9. The paste composition for solar cell electrodes according to claim 1, characterized in that:

the content of the silicone oil is 0.1 to 2% by weight.

10. A paste composition for a solar cell electrode, characterized in that:

in a paste composition for a solar cell electrode comprising a conductive metal powder, a glass frit, an organic vehicle and a silicone oil,

the conductive metal powder is subjected to the 1 st surface treatment,

the silicone oil is applied to the metal powder subjected to the 1 st surface treatment, and thus does not exhibit phase separation from the organic vehicle.

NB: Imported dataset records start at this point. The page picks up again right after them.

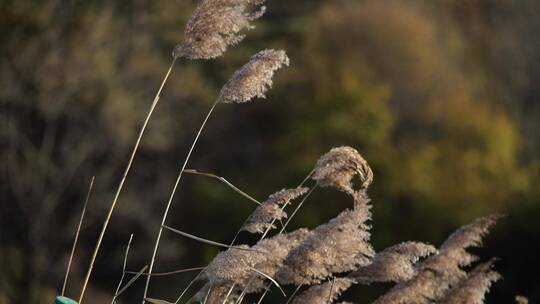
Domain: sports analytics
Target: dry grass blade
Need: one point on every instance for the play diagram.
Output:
(297, 208)
(122, 181)
(294, 294)
(191, 236)
(228, 293)
(162, 274)
(271, 280)
(132, 280)
(173, 192)
(226, 182)
(116, 293)
(77, 235)
(331, 290)
(156, 301)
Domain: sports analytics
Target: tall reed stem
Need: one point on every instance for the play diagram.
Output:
(77, 235)
(122, 181)
(176, 184)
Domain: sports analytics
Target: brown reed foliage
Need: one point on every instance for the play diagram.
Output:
(336, 255)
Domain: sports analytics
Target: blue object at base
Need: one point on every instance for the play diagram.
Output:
(64, 300)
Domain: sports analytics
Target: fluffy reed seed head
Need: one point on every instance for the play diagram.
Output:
(278, 248)
(438, 273)
(236, 266)
(394, 264)
(324, 293)
(265, 214)
(341, 245)
(473, 289)
(254, 78)
(215, 25)
(215, 294)
(338, 167)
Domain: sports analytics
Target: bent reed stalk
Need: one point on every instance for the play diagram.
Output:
(173, 192)
(122, 181)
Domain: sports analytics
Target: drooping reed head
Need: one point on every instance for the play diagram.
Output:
(341, 245)
(215, 25)
(394, 264)
(324, 293)
(236, 266)
(269, 211)
(338, 167)
(254, 78)
(472, 290)
(439, 272)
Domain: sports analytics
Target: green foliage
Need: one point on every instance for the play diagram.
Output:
(439, 97)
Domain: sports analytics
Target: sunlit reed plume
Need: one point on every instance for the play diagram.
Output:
(254, 78)
(338, 167)
(216, 24)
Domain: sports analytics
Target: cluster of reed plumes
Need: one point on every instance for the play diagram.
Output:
(337, 255)
(326, 261)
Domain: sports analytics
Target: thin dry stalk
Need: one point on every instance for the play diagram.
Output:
(77, 235)
(169, 203)
(226, 182)
(252, 80)
(123, 269)
(122, 181)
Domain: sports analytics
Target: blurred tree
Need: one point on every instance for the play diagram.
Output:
(439, 96)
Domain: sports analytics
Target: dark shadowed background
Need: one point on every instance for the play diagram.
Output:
(441, 97)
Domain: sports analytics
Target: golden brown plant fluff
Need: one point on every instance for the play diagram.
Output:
(237, 266)
(270, 210)
(394, 264)
(338, 167)
(326, 292)
(254, 78)
(216, 24)
(341, 245)
(473, 289)
(438, 273)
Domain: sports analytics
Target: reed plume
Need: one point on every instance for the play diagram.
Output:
(440, 272)
(341, 245)
(269, 211)
(472, 290)
(394, 264)
(326, 292)
(254, 78)
(215, 25)
(236, 266)
(339, 166)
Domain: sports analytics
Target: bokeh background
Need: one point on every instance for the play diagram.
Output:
(441, 97)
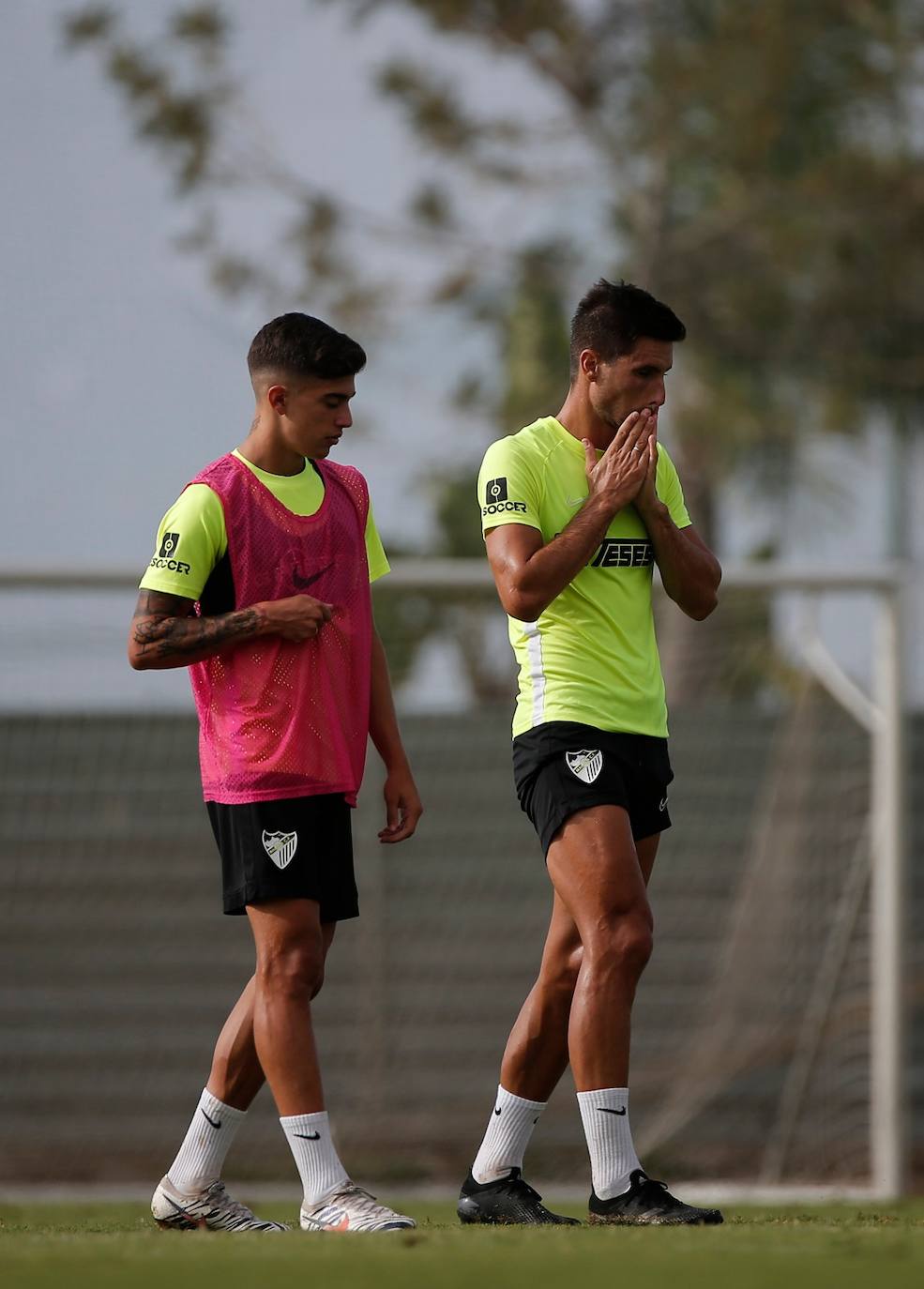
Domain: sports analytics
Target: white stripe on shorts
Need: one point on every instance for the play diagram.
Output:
(534, 650)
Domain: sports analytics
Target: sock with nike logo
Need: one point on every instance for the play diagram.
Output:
(507, 1134)
(201, 1157)
(314, 1155)
(604, 1114)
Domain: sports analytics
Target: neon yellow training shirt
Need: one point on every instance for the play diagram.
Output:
(592, 657)
(192, 538)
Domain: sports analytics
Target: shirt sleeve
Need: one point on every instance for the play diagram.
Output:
(507, 488)
(375, 552)
(191, 539)
(668, 488)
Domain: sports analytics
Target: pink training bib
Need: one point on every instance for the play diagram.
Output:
(279, 719)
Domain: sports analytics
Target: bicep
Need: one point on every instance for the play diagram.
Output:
(156, 605)
(509, 548)
(693, 538)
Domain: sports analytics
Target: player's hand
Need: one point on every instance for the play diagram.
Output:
(619, 475)
(402, 807)
(298, 617)
(647, 499)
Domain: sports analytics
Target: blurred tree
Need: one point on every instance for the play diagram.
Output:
(754, 164)
(757, 165)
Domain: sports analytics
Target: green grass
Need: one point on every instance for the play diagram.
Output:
(785, 1248)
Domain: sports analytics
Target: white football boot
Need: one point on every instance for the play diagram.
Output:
(354, 1209)
(210, 1209)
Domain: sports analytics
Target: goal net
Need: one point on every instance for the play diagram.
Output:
(767, 1041)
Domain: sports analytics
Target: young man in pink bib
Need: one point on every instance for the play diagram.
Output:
(259, 584)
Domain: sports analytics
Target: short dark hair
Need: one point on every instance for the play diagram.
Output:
(303, 345)
(613, 316)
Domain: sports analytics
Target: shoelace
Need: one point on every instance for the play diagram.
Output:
(220, 1198)
(517, 1188)
(651, 1185)
(368, 1205)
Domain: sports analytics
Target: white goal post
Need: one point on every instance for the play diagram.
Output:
(882, 714)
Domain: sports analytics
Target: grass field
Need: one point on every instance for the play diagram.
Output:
(788, 1248)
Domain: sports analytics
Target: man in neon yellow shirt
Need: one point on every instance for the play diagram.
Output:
(576, 509)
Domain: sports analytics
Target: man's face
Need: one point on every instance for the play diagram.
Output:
(314, 414)
(629, 383)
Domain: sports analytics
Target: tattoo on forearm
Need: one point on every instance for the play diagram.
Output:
(164, 627)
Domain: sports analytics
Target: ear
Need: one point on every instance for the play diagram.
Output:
(276, 395)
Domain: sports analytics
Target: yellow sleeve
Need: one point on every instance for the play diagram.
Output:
(375, 552)
(191, 539)
(507, 488)
(668, 488)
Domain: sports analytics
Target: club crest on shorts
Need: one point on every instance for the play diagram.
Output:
(280, 847)
(585, 765)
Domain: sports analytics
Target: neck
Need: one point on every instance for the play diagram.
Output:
(580, 419)
(265, 448)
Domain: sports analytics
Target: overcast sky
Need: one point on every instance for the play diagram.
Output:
(123, 372)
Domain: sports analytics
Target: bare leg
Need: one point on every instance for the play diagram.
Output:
(596, 871)
(537, 1054)
(236, 1072)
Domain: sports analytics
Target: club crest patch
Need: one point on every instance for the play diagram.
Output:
(280, 847)
(584, 765)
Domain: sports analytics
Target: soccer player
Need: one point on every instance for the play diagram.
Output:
(575, 510)
(259, 584)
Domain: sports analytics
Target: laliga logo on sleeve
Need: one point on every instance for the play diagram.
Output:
(584, 765)
(496, 498)
(280, 847)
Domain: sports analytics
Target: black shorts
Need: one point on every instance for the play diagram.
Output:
(564, 767)
(300, 848)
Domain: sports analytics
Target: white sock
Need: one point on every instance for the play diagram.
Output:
(200, 1158)
(604, 1115)
(316, 1158)
(507, 1137)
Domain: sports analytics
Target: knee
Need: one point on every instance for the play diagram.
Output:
(623, 944)
(559, 976)
(292, 971)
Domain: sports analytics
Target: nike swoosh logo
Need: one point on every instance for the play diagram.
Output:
(303, 583)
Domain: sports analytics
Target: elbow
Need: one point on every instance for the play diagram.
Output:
(523, 607)
(702, 610)
(137, 660)
(703, 605)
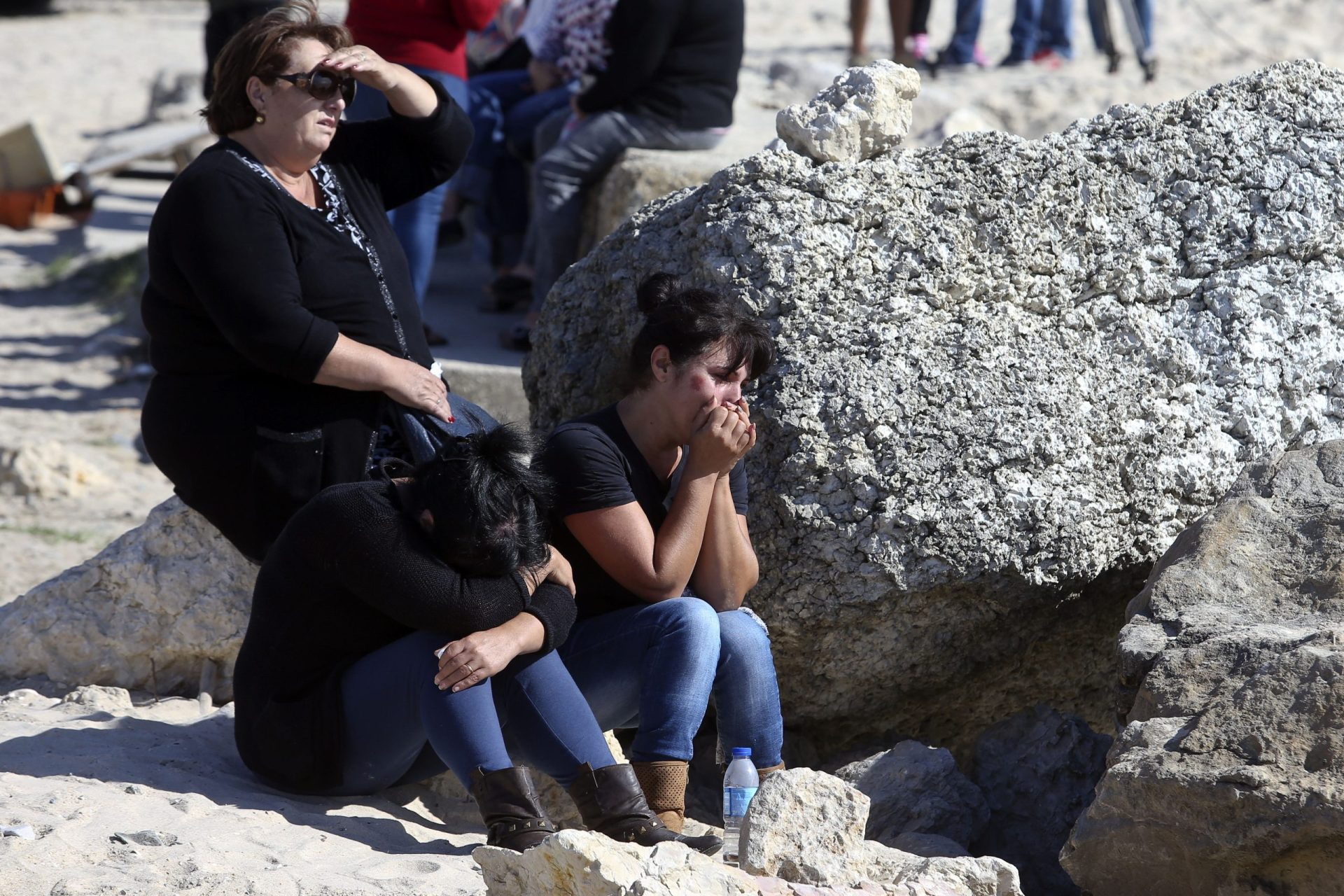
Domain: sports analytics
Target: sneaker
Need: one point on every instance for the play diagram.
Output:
(920, 46)
(1049, 59)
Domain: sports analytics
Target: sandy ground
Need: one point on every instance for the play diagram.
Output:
(84, 771)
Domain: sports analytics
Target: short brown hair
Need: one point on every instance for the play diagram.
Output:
(262, 49)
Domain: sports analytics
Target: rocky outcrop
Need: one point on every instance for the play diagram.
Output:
(1037, 771)
(1009, 372)
(148, 612)
(917, 790)
(806, 828)
(1228, 776)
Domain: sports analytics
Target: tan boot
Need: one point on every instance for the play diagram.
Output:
(664, 786)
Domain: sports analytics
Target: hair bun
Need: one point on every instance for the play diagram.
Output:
(656, 290)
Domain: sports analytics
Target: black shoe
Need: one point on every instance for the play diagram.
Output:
(511, 809)
(612, 804)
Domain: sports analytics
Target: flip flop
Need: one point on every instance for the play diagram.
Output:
(505, 292)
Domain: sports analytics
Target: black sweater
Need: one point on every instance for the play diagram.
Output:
(248, 292)
(351, 574)
(672, 59)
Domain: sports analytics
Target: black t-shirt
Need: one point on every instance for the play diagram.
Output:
(597, 465)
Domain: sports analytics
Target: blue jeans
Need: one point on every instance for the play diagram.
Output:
(656, 665)
(398, 727)
(961, 51)
(1042, 24)
(416, 223)
(1142, 11)
(504, 113)
(582, 158)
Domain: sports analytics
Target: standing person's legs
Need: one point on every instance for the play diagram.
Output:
(565, 172)
(858, 24)
(416, 222)
(1057, 27)
(746, 694)
(961, 51)
(1025, 33)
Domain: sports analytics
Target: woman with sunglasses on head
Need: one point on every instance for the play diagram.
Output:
(283, 321)
(651, 511)
(406, 626)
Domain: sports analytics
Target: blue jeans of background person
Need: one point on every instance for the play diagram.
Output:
(398, 727)
(656, 665)
(1042, 24)
(504, 113)
(1144, 11)
(416, 223)
(565, 171)
(961, 51)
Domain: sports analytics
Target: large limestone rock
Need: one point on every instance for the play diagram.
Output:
(580, 862)
(1038, 771)
(806, 828)
(147, 613)
(1008, 374)
(1228, 777)
(917, 790)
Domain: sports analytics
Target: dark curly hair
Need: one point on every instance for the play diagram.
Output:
(692, 321)
(488, 503)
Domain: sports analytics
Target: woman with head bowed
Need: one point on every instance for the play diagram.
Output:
(406, 626)
(283, 321)
(651, 510)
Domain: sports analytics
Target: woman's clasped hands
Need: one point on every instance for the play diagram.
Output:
(723, 434)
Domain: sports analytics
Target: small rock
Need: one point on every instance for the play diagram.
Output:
(927, 846)
(918, 789)
(115, 700)
(800, 827)
(863, 115)
(147, 839)
(46, 470)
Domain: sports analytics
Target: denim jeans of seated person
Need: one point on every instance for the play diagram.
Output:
(400, 727)
(655, 666)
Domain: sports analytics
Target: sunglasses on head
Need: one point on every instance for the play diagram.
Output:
(323, 85)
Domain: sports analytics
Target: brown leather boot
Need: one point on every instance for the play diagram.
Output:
(511, 809)
(612, 804)
(664, 786)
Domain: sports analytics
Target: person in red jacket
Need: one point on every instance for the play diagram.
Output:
(428, 36)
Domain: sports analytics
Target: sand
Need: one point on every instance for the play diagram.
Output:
(83, 773)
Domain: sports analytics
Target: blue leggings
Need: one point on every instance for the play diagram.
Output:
(398, 727)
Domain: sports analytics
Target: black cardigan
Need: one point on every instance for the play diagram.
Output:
(672, 59)
(248, 292)
(349, 575)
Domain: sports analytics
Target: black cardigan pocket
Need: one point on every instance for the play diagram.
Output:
(286, 472)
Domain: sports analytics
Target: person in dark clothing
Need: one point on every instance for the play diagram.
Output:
(668, 83)
(226, 18)
(281, 316)
(407, 626)
(651, 510)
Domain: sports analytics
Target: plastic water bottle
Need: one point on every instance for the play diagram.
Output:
(739, 786)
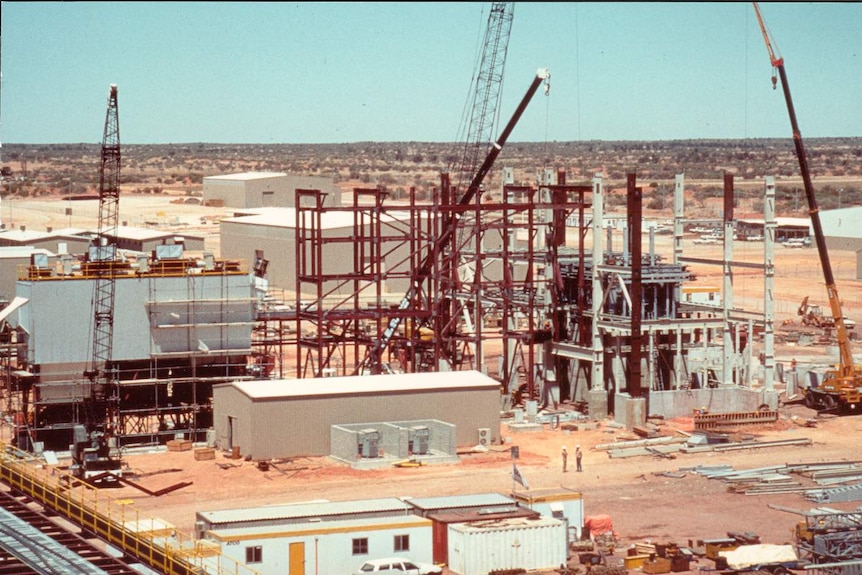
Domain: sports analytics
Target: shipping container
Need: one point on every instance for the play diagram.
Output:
(481, 547)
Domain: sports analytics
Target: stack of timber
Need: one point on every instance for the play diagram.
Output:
(779, 479)
(668, 446)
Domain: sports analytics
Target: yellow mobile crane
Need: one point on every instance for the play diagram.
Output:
(840, 389)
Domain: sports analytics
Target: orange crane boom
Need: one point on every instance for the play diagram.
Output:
(840, 388)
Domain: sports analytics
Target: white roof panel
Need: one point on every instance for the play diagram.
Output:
(245, 176)
(361, 384)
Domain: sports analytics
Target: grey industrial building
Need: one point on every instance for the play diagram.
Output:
(841, 228)
(77, 241)
(265, 189)
(273, 231)
(180, 325)
(287, 418)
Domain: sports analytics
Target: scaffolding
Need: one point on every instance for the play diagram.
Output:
(197, 317)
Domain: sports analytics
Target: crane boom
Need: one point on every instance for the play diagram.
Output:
(847, 378)
(92, 455)
(375, 353)
(103, 253)
(486, 89)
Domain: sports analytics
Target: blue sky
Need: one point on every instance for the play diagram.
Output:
(339, 72)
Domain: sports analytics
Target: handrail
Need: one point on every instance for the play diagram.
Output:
(149, 540)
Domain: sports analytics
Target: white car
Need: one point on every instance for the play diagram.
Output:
(398, 565)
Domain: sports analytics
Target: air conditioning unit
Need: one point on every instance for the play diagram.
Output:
(368, 440)
(418, 442)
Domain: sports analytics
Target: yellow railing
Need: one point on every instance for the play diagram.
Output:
(151, 541)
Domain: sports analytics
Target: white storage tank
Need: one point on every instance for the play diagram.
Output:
(478, 548)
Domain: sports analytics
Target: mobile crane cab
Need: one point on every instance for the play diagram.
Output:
(840, 389)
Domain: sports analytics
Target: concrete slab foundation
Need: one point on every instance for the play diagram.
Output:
(683, 403)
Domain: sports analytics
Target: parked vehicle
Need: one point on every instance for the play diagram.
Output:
(398, 565)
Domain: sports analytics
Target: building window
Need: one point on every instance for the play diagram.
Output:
(402, 543)
(360, 546)
(254, 554)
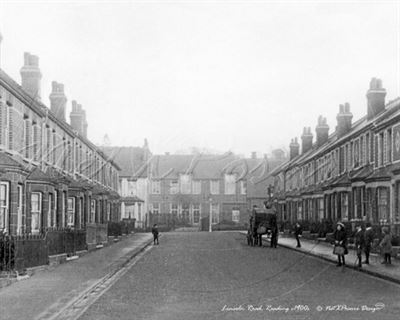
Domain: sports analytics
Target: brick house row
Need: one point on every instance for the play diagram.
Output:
(51, 175)
(352, 174)
(191, 187)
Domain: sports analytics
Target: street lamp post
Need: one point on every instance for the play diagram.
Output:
(210, 218)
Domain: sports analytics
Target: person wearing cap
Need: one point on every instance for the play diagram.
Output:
(386, 245)
(359, 242)
(297, 233)
(154, 231)
(368, 239)
(340, 242)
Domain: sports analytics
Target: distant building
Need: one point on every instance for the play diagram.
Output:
(133, 181)
(51, 175)
(190, 187)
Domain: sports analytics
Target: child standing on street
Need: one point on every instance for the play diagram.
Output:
(386, 245)
(154, 231)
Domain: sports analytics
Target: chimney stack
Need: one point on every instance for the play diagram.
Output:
(344, 118)
(31, 75)
(58, 100)
(322, 131)
(375, 98)
(306, 140)
(294, 148)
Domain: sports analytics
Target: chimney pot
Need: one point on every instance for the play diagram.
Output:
(294, 149)
(31, 75)
(375, 98)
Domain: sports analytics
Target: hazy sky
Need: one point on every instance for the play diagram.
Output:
(228, 75)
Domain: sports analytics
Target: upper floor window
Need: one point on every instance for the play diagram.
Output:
(155, 208)
(174, 187)
(389, 146)
(235, 215)
(356, 153)
(156, 187)
(214, 212)
(196, 187)
(4, 196)
(230, 184)
(132, 189)
(71, 212)
(243, 187)
(174, 209)
(186, 183)
(36, 211)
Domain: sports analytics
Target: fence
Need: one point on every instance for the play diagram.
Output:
(26, 251)
(119, 228)
(21, 252)
(168, 221)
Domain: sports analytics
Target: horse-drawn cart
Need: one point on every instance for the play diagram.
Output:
(262, 221)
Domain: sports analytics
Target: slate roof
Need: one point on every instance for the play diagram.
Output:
(8, 160)
(131, 199)
(41, 109)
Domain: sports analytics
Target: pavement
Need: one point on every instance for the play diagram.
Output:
(324, 251)
(47, 290)
(202, 275)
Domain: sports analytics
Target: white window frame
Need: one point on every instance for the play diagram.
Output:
(214, 187)
(230, 184)
(92, 211)
(71, 209)
(19, 208)
(196, 186)
(155, 187)
(185, 183)
(50, 210)
(243, 187)
(236, 215)
(155, 208)
(174, 187)
(214, 210)
(36, 215)
(196, 210)
(174, 210)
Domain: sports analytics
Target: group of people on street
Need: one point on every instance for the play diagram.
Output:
(364, 237)
(255, 233)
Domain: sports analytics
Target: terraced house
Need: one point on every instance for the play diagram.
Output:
(191, 188)
(352, 174)
(51, 175)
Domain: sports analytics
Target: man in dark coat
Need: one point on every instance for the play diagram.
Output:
(368, 238)
(297, 233)
(154, 231)
(274, 232)
(340, 238)
(360, 242)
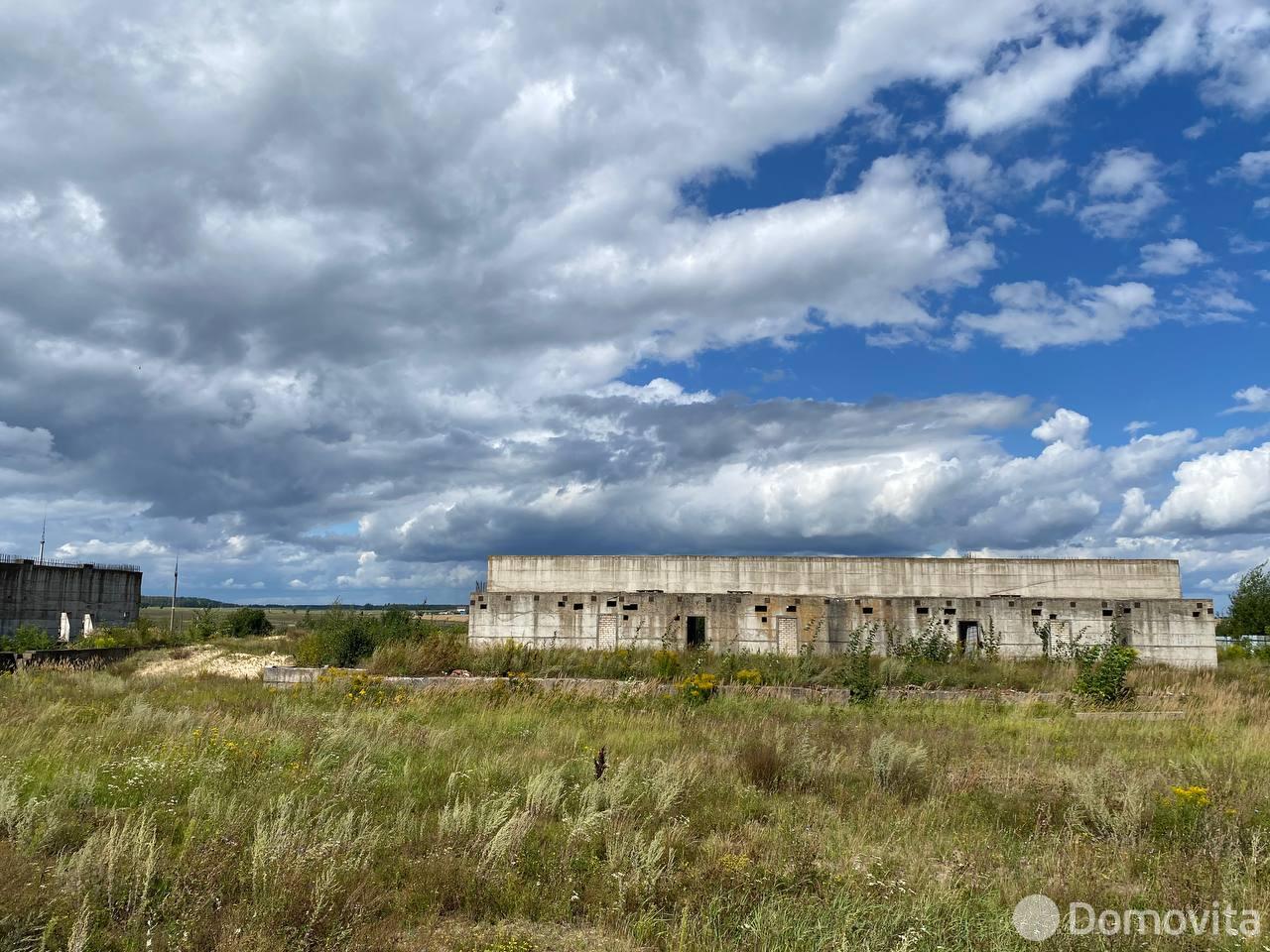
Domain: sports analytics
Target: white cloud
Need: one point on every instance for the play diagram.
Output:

11. The paste composition for solar cell electrodes according to claim 10, characterized in that:

when 10g of the paste composition for a solar cell electrode and 8g of ethanol were mixed by a vertex mixer at room temperature for 5 minutes and left for 30 minutes, phase separation of the silicone oil and ethanol did not occur or phase separation of 5 wt% or less of the entire content of the silicone oil occurred.

12. A method for producing a paste composition for a solar cell electrode, comprising:

preparing conductive metal powder subjected to surface treatment; and the number of the first and second groups,

mixing the surface-treated conductive metal powder, glass frit and organic vehicle; in the method for producing a paste composition for a solar cell electrode of (1),

a step of preparing a surface-treated conductive metal powder, comprising:

forming a 1 st surface-treated portion in the conductive metal powder; and the number of the first and second groups,

and forming the 2 nd surface treatment part by using silicone oil.

13. The method for producing a paste composition for a solar cell electrode according to claim 12, characterized in that:

the 1 st surface treatment portion contains a fatty acid, a fatty acid salt, or a fatty amine having 14 to 20 carbon atoms.

14. The method for producing a paste composition for a solar cell electrode according to claim 12, characterized in that:

the step of forming the 2 nd surface treated portion with the silicone oil is to mix the conductive metal powder having the 1 st surface treated portion formed thereon with an organic solvent and then add the silicone oil to form the 2 nd surface treated portion.

15. A solar cell, characterized by:

in a solar cell in which a front electrode is provided on the upper portion of a substrate and a back electrode is provided on the lower portion of the substrate,

the front surface electrode is produced by applying the paste composition for a solar cell electrode according to any one of claims 1 to 11 and then firing the applied paste composition.